Alors que la guerre en ex-Youloslavie envahit les écrans télévisés dans une quotidienne indifférence, alors que le génocide du Rwanda ne porte pas encore d’autre nom que « massacres inter ethniques », c’est en Algérie que le nouveau chaos se prépare. 1992, tout est encore larvé, souterrain, obscur. Les kalachs lâchent des rafales dans les quartiers et les banlieues d’Alger, fauchant au hasard des anonymes, des qui relèvent un peu la tête, des qui pratiquent un Islam jugé trop modéré, des qui soutiennent le parti de la France, et les femmes se voilent par crainte d’un jet de vitriol. Mais le hasard est quand même souvent bien renseigné.

L’armée est au pouvoir et, officiellement, combat les islamistes dont le parti a été interdit. Les islamistes combattent le pouvoir et ses complicités françaises. Officiellement, le gouvernement français n’a rien à y voir. Mais les cancrelats sont en ordre de marche, de tous les côtés, et avancent des pions masqués.

Dans ce roman, les personnages grouillent aussi. Certains, au départ, ne sont que des ombres. Moussa est homme de ménage dans un camp de rétention perdu dans le désert. La gégène ayant la main dure, des corps disparaissent. Des islamistes, tous ou presque. Raouf Bougachiche est l’un d’eux, il a choisi dieu, et y perd son âme. So frère, Slimane, a choisi l’armée, et ce n’est pas beaucoup mieux, côté humanité. Khaled, a été un bon élève dans un lycée de Vaulx en Velin, avant de perdre les rêves de ses parents, immigrés de la première génération et leur foi en l’intégration. En prison, il a appris l’arabe et l’Islam, depuis, il attend l’appel de la vengeance contre la France. Bourbia, colonel de l’armée de l’ombre, planque derrière les verres fumés de ses lunettes cerclées d’or, un cynisme à toute épreuve …

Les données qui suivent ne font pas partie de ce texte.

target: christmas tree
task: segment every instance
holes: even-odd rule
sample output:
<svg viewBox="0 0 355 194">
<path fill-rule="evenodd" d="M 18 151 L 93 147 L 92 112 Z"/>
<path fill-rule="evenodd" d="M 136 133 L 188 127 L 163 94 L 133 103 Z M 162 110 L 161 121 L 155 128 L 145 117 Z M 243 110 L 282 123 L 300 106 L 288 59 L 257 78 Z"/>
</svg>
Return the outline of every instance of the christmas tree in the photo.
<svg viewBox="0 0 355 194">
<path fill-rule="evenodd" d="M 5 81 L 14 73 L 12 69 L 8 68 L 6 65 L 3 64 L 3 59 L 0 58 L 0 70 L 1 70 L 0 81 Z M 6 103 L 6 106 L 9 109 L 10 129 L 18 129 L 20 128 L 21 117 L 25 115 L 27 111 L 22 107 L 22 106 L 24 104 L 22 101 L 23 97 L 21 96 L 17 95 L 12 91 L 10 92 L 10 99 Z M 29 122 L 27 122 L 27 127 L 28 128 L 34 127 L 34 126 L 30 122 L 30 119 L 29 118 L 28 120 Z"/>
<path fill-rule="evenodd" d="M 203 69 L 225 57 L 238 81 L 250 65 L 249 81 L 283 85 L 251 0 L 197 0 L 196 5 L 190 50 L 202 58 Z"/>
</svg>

Dans ce bourbier, complexe et explosif, deux hommes semblent y voir un peu plus clair en dépit de leur hiérarchie, ils appartiennent tous les deux à la DGSE. Tedj Boulazar est franco algérien, trop blond pour être algérien, trop algérien pour les islamistes. Le second, Bellevue, surnommé « le vieux », est un brisquard du renseignement en Afrique. Tous les deux sentent l’Algérie et accumulent rumeurs et indices, au flair et à l’instinct. Ils tentent de reconstituer l’imbroglio avant que tout n’explose, mais les pistes sont brouillées par les camps aux frontières très poreuses, le politique, le religieux, l’économique, les fantômes de l’histoire.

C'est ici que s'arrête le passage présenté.